Deutschland begünstigt Menschenhandel
Bundesrepublik ließ Frist zur Umsetzung der entsprechenden EU-Richtline bereits im April verstreichen
Vor wenigen Tagen geisterte eine Meldung durch die Medien, wonach EU-weit rund 880 000 Menschen unter sklavenähnlichen Bedingungen arbeiten, von denen 270 000 sexuell ausgebeutet werden. Die Zahlen beruhen auf Schätzungen der Internationalen Arbeitsorganisation (ILO). Die Europäische Statistikbehörde Eurostat zählte zwischen 2008 und 2010 rund 23 600 Betroffene, die verschleppt und zu Prostitution und Arbeit gezwungen wurden. Doch das sei nur die »Spitze des Eisbergs«, wie EU-Innenkommissarin Cecilia Malmström im April dieses Jahres betonte.
Deutschland als größte EU-Volkswirtschaft dürfte auch der größte Markt für das schmutzige Geschäft sein. Die modernen Sklaven arbeiten hier als Prostituierte, Erntehelfer, Haushaltshilfen oder Pflegekräfte. Da überrascht es, dass Deutschland die EU-Richtlinie gegen Menschenhandel bislang noch nicht umgesetzt hat. Die Frist zur Umsetzung habe die Bundesrepublik im April 2013 verstreichen lassen, kritisierte Petra Follmar-Otto vom Deutschen Institut für Menschenrechte am Dienstag in Berlin. Auch »die Verpflichtungen aus der Europaratskonvention zur Bekämpfung von Menschenhandel« habe Deutschland nicht erfüllt, so Follmar-Otto, die beim Institut die Abteilung Menschenrechtspolitik leitet.
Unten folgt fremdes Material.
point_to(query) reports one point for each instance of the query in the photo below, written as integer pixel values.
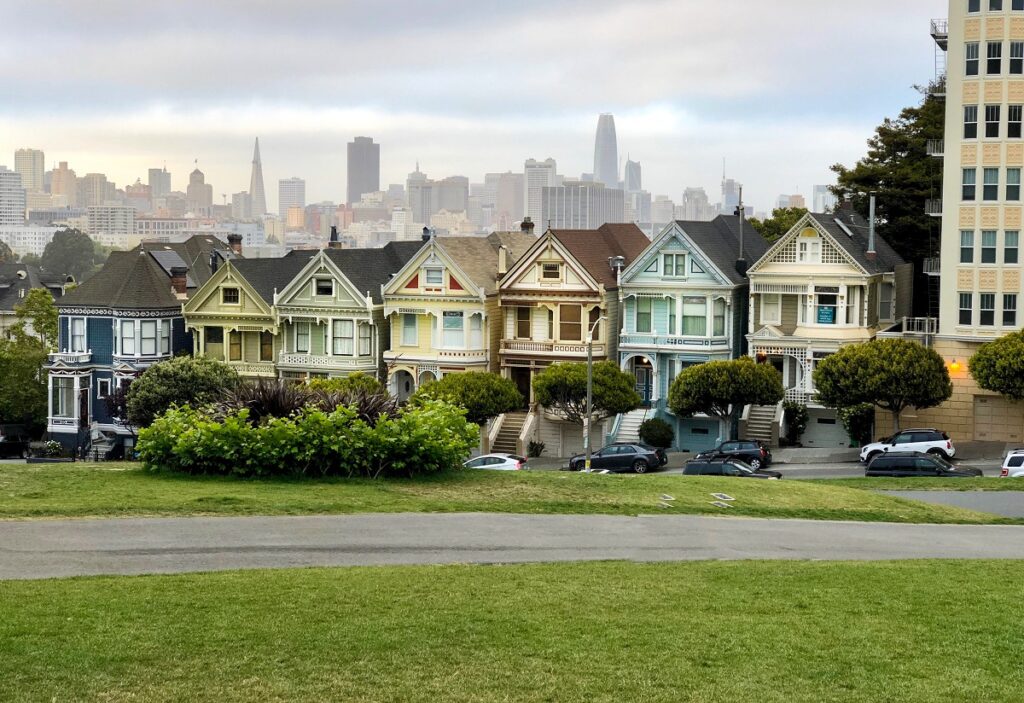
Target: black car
(727, 467)
(912, 464)
(623, 456)
(751, 451)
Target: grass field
(597, 632)
(123, 489)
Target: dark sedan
(622, 456)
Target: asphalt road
(54, 548)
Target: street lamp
(590, 388)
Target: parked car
(928, 440)
(623, 456)
(727, 467)
(912, 464)
(498, 462)
(1013, 465)
(754, 452)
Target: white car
(927, 440)
(498, 462)
(1013, 465)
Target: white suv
(919, 439)
(1013, 465)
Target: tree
(998, 365)
(898, 169)
(71, 252)
(37, 315)
(562, 388)
(181, 381)
(723, 389)
(892, 374)
(779, 223)
(483, 395)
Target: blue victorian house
(115, 325)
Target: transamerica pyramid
(256, 184)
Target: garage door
(997, 420)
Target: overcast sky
(780, 90)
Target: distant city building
(364, 168)
(31, 164)
(606, 152)
(291, 193)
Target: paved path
(49, 548)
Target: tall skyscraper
(606, 152)
(257, 194)
(364, 168)
(291, 193)
(32, 166)
(537, 176)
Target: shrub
(656, 433)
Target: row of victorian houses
(512, 303)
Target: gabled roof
(719, 240)
(593, 248)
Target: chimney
(179, 280)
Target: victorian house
(442, 308)
(114, 326)
(684, 303)
(828, 281)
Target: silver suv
(928, 440)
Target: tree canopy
(891, 374)
(998, 365)
(562, 388)
(483, 395)
(899, 171)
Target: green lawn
(751, 631)
(123, 489)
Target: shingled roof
(593, 248)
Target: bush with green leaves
(431, 437)
(656, 433)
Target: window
(719, 318)
(970, 122)
(148, 338)
(343, 338)
(988, 247)
(771, 308)
(643, 315)
(1010, 247)
(523, 323)
(325, 287)
(78, 335)
(966, 308)
(694, 316)
(967, 247)
(235, 346)
(302, 337)
(570, 322)
(992, 122)
(454, 328)
(971, 58)
(1010, 310)
(675, 265)
(365, 340)
(127, 338)
(991, 186)
(994, 54)
(410, 331)
(987, 301)
(970, 181)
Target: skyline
(450, 113)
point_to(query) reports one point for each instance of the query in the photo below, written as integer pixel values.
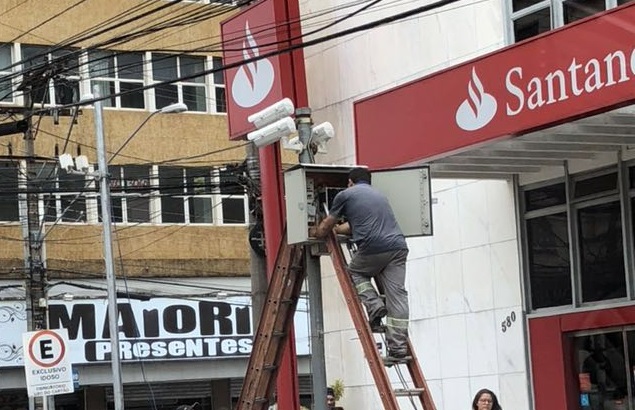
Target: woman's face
(485, 402)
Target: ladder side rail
(416, 374)
(267, 346)
(373, 356)
(419, 380)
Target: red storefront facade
(486, 108)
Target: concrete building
(521, 109)
(180, 211)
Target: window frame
(180, 84)
(117, 80)
(557, 14)
(622, 194)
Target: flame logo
(479, 109)
(254, 80)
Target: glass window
(190, 91)
(549, 261)
(601, 252)
(9, 208)
(532, 24)
(118, 73)
(64, 87)
(545, 197)
(219, 85)
(63, 195)
(131, 192)
(232, 197)
(577, 9)
(6, 84)
(601, 369)
(596, 185)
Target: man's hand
(324, 227)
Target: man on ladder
(381, 254)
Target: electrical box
(310, 189)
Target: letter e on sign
(46, 348)
(46, 363)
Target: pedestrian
(485, 399)
(330, 398)
(381, 254)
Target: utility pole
(111, 282)
(314, 279)
(36, 283)
(258, 265)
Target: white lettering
(176, 348)
(573, 73)
(558, 85)
(562, 85)
(244, 345)
(535, 99)
(596, 75)
(141, 349)
(515, 90)
(229, 346)
(610, 69)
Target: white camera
(281, 109)
(272, 132)
(81, 163)
(66, 162)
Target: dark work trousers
(389, 271)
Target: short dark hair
(495, 404)
(359, 175)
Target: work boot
(375, 320)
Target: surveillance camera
(66, 162)
(281, 109)
(81, 163)
(272, 132)
(322, 133)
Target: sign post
(47, 366)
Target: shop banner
(258, 30)
(581, 69)
(157, 329)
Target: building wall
(148, 249)
(464, 282)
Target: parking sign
(47, 366)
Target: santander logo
(478, 109)
(254, 80)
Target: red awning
(580, 70)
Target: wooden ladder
(377, 364)
(276, 320)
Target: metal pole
(258, 264)
(314, 279)
(113, 313)
(36, 298)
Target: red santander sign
(579, 70)
(257, 30)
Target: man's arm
(343, 229)
(324, 227)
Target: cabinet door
(408, 190)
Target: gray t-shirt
(372, 220)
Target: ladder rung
(409, 392)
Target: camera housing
(273, 113)
(273, 132)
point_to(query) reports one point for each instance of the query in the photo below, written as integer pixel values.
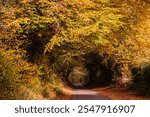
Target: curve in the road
(86, 94)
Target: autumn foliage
(44, 42)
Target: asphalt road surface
(86, 94)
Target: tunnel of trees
(48, 44)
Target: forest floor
(119, 93)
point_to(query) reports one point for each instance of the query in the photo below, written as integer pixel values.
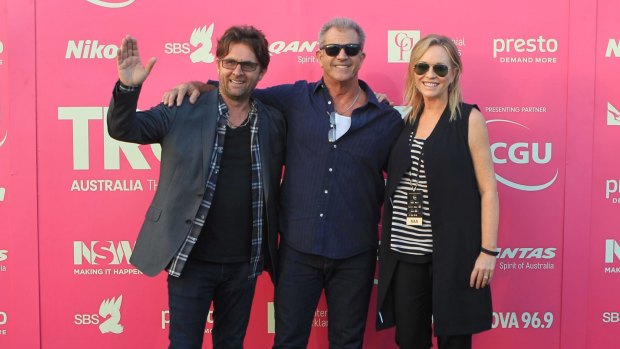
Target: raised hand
(131, 71)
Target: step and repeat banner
(72, 199)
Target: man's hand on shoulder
(193, 89)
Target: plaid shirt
(178, 262)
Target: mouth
(430, 84)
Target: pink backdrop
(544, 74)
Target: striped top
(412, 239)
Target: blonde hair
(413, 97)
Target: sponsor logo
(527, 258)
(103, 258)
(108, 318)
(611, 187)
(90, 49)
(531, 154)
(612, 251)
(613, 48)
(165, 320)
(80, 119)
(530, 50)
(611, 317)
(612, 256)
(111, 4)
(526, 319)
(201, 39)
(400, 44)
(613, 115)
(102, 252)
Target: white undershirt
(343, 124)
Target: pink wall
(544, 74)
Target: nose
(342, 54)
(238, 70)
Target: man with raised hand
(212, 224)
(338, 141)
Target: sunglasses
(440, 69)
(350, 50)
(331, 134)
(232, 65)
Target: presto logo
(111, 4)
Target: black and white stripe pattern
(408, 239)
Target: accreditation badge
(414, 208)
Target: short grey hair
(342, 23)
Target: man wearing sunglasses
(212, 224)
(339, 137)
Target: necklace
(233, 126)
(357, 96)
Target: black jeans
(413, 309)
(190, 296)
(347, 284)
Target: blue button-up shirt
(332, 193)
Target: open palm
(131, 71)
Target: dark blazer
(186, 135)
(456, 224)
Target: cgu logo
(527, 252)
(613, 48)
(101, 252)
(522, 153)
(80, 117)
(90, 49)
(612, 251)
(111, 4)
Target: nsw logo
(613, 115)
(111, 4)
(400, 44)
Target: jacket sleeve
(143, 127)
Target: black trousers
(347, 284)
(189, 296)
(413, 309)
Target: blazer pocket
(153, 213)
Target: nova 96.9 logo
(525, 162)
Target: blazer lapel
(263, 140)
(209, 129)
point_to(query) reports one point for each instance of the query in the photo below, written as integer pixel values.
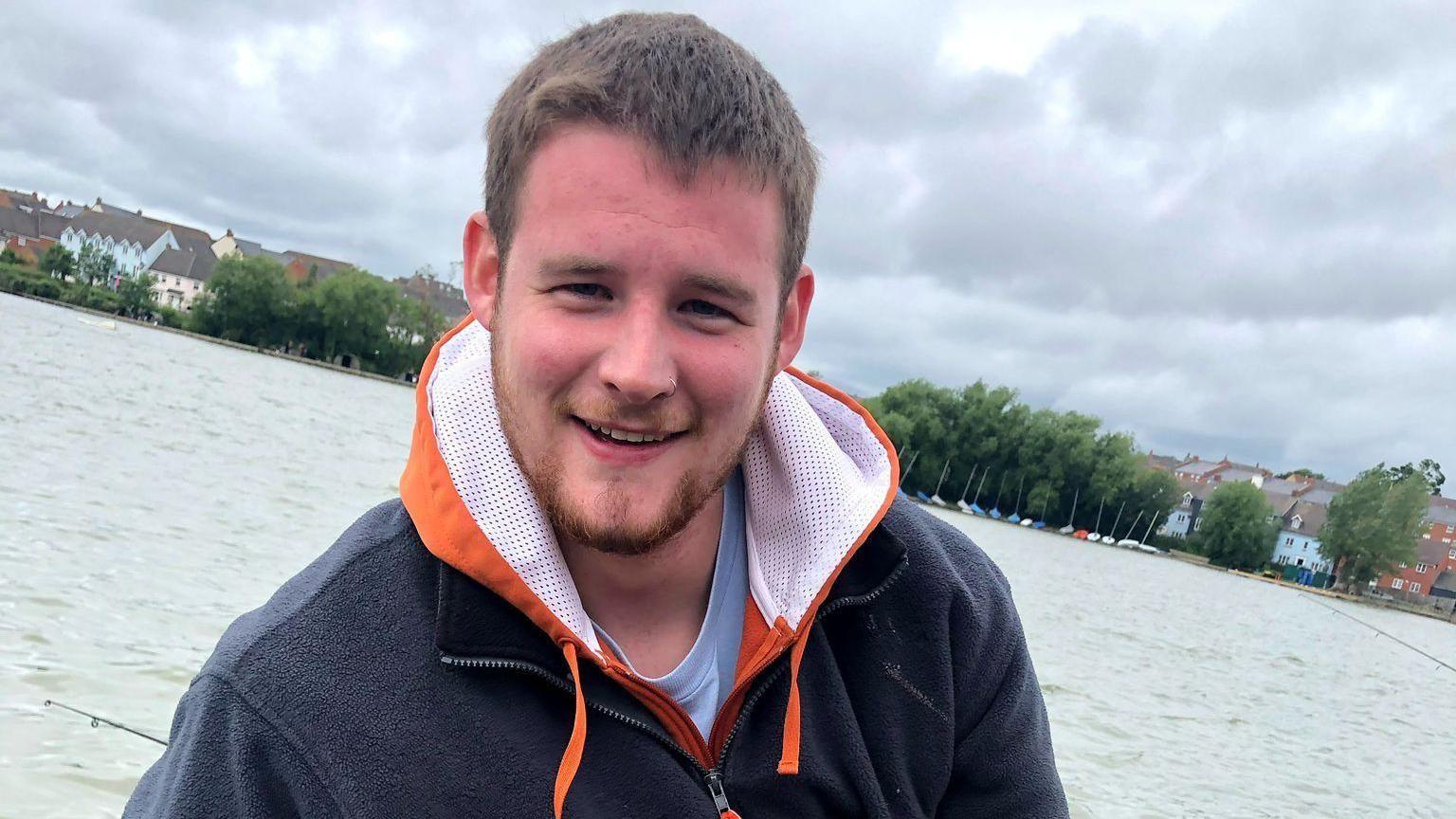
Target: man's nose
(638, 365)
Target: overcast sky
(1227, 228)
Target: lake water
(154, 487)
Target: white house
(133, 241)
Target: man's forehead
(600, 187)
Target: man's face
(633, 334)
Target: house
(1298, 544)
(25, 220)
(1434, 554)
(1186, 518)
(445, 298)
(135, 242)
(179, 257)
(179, 279)
(1197, 471)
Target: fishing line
(97, 721)
(1311, 598)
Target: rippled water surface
(155, 487)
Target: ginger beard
(605, 522)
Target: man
(640, 566)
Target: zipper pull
(715, 787)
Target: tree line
(1051, 460)
(351, 317)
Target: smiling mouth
(625, 437)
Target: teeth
(621, 434)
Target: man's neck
(652, 605)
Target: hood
(819, 475)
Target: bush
(27, 282)
(171, 317)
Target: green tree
(95, 265)
(1428, 469)
(247, 300)
(351, 311)
(1374, 525)
(1236, 531)
(1057, 458)
(59, 263)
(137, 296)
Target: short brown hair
(671, 81)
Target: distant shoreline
(211, 339)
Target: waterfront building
(1186, 518)
(1298, 545)
(179, 257)
(1434, 555)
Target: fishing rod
(98, 721)
(1447, 666)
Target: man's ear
(795, 317)
(482, 268)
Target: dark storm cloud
(1228, 232)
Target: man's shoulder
(941, 554)
(374, 573)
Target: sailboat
(1129, 541)
(975, 501)
(1069, 528)
(996, 506)
(1042, 519)
(935, 496)
(967, 488)
(1097, 537)
(1146, 532)
(1110, 539)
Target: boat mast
(969, 482)
(906, 474)
(947, 468)
(1119, 518)
(1135, 523)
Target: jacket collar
(473, 621)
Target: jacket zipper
(712, 777)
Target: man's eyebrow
(722, 287)
(573, 264)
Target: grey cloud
(1235, 239)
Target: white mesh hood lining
(814, 479)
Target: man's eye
(587, 290)
(701, 308)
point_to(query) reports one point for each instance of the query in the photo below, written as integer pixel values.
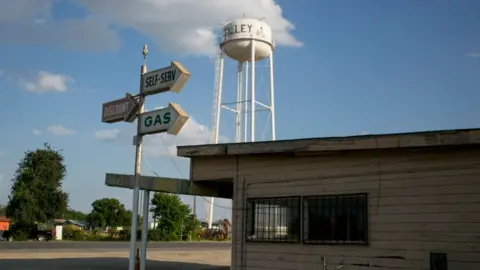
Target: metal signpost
(171, 120)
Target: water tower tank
(237, 37)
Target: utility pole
(170, 120)
(138, 166)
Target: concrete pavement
(110, 245)
(101, 256)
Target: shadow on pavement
(98, 263)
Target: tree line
(37, 197)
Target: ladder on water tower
(216, 96)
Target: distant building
(4, 223)
(80, 224)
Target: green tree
(108, 212)
(36, 194)
(173, 216)
(75, 215)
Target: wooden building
(376, 202)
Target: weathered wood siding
(418, 202)
(211, 168)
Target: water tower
(245, 41)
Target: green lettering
(166, 118)
(158, 120)
(148, 121)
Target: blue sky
(347, 68)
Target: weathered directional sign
(172, 78)
(170, 119)
(170, 185)
(131, 114)
(119, 110)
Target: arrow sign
(172, 78)
(170, 119)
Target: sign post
(170, 119)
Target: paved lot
(165, 256)
(109, 245)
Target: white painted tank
(237, 37)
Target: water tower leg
(239, 103)
(217, 128)
(245, 135)
(272, 98)
(252, 103)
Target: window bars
(327, 220)
(335, 219)
(273, 220)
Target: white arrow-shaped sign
(172, 78)
(170, 119)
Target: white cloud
(46, 82)
(107, 134)
(474, 54)
(176, 25)
(59, 130)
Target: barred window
(273, 220)
(335, 220)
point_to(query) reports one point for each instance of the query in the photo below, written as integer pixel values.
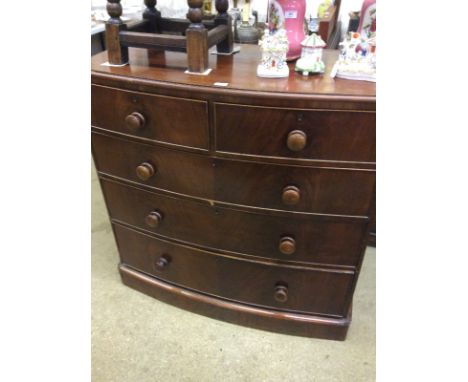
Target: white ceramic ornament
(274, 48)
(357, 60)
(311, 56)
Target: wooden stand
(193, 36)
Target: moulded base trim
(237, 313)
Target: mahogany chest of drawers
(247, 202)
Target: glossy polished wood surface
(311, 134)
(226, 277)
(247, 201)
(238, 71)
(162, 119)
(323, 190)
(309, 239)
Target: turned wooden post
(152, 15)
(116, 54)
(197, 38)
(223, 18)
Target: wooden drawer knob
(291, 195)
(145, 171)
(297, 140)
(281, 293)
(153, 219)
(287, 245)
(135, 121)
(162, 263)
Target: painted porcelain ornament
(311, 57)
(289, 15)
(274, 47)
(357, 59)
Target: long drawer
(270, 186)
(300, 238)
(262, 284)
(294, 133)
(165, 119)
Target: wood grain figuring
(165, 71)
(249, 203)
(328, 191)
(313, 238)
(166, 119)
(312, 134)
(226, 277)
(267, 319)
Die Organisation, die 2001 auf Beschluss des Bundestages gegründet wurde, fordert nun, dass die zukünftige Regierung »einen umfassenden Gesetzentwurf zur Stärkung der Betroffenenrechte« vorlegt. Zwar hatte das Bundesjustizministerium in diesem Frühjahr ein »Gesetz gegen Zwangsprostitution und Menschenhandel« fertiggestellt, doch die rot-rot-grüne Mehrheit im Bundesrat stoppte am 20. September diesen Entwurf. Die von SPD, Grünen und LINKEN geführten Länder kritisierten die Pläne als unzureichend. Zuvor hatten Experten betont, dass der schwarz-gelbe Entwurf das eigentliche Ziel der EU-Richtlinie, nämlich Schutz und Rechte der Opfer zu verbessern, deutlich verfehle.
Die Bundestagsdebatte im Juni dieses Jahres machte endgültig klar, dass das Gesetz nicht in der Länderkammer durchkommen würde. »Zwei Jahre lang lief die Frist zur Umsetzung«, kritisierte Katrin Werner von der LINKEN damals. Erst eine Rüge der EU habe die Koalitionsfraktionen zu einer Umsetzung der Richtlinie veranlasst. »Wir brauchen endlich einen effektiven Opferschutz. Lassen Sie die Opfer nicht später Angeklagte werden«, so Werner. »Wir brauchen ein Bleiberecht für die Opfer.«
Damit lag die Abgeordnete auf einer Wellenlänge mit dem Institut für Menschenrechte. Auch Follmar-Otto monierte am Dienstag, dass die Betroffenen in Deutschland »primär als Zeuginnen und Zeugen in Strafverfahren« betrachtet würden.
Aufenthaltstitel für Ukrainerinnen, die gegen ihre Zuhälter aussagen, sind an den Strafprozess gekoppelt. Nach Prozessende müssen sie die Bundesrepublik verlassen. Wer nicht aussagen will oder kann, wird oftmals sofort abgeschoben. Das Institut für Menschenrechte plädiert für einen Gesetzentwurf, der Opfern erlauben würde, in Deutschland zu bleiben - unabhängig davon, ob sie in einem Verfahren aussagen. Betroffene sollten zunächst ein auf drei Jahre befristetes Aufenthaltsrecht bekommen, welches sie später aber verlängern könnten. Union und FDP fürchteten hier Missbrauch und ließen diesen Aspekt in ihrem Gesetzentwurf unberücksichtigt.
Das Institut für Menschenrechte drängt zudem auf eine Reform der staatlichen Entschädigung für die Betroffenen. Diese gebe es derzeit nur für »Opfer körperlicher Gewalt«. Die Drohung mit Gewalt oder gar die Bedrohung von Kindern oder anderen Familienangehörigen wird hingegen nicht entschädigt.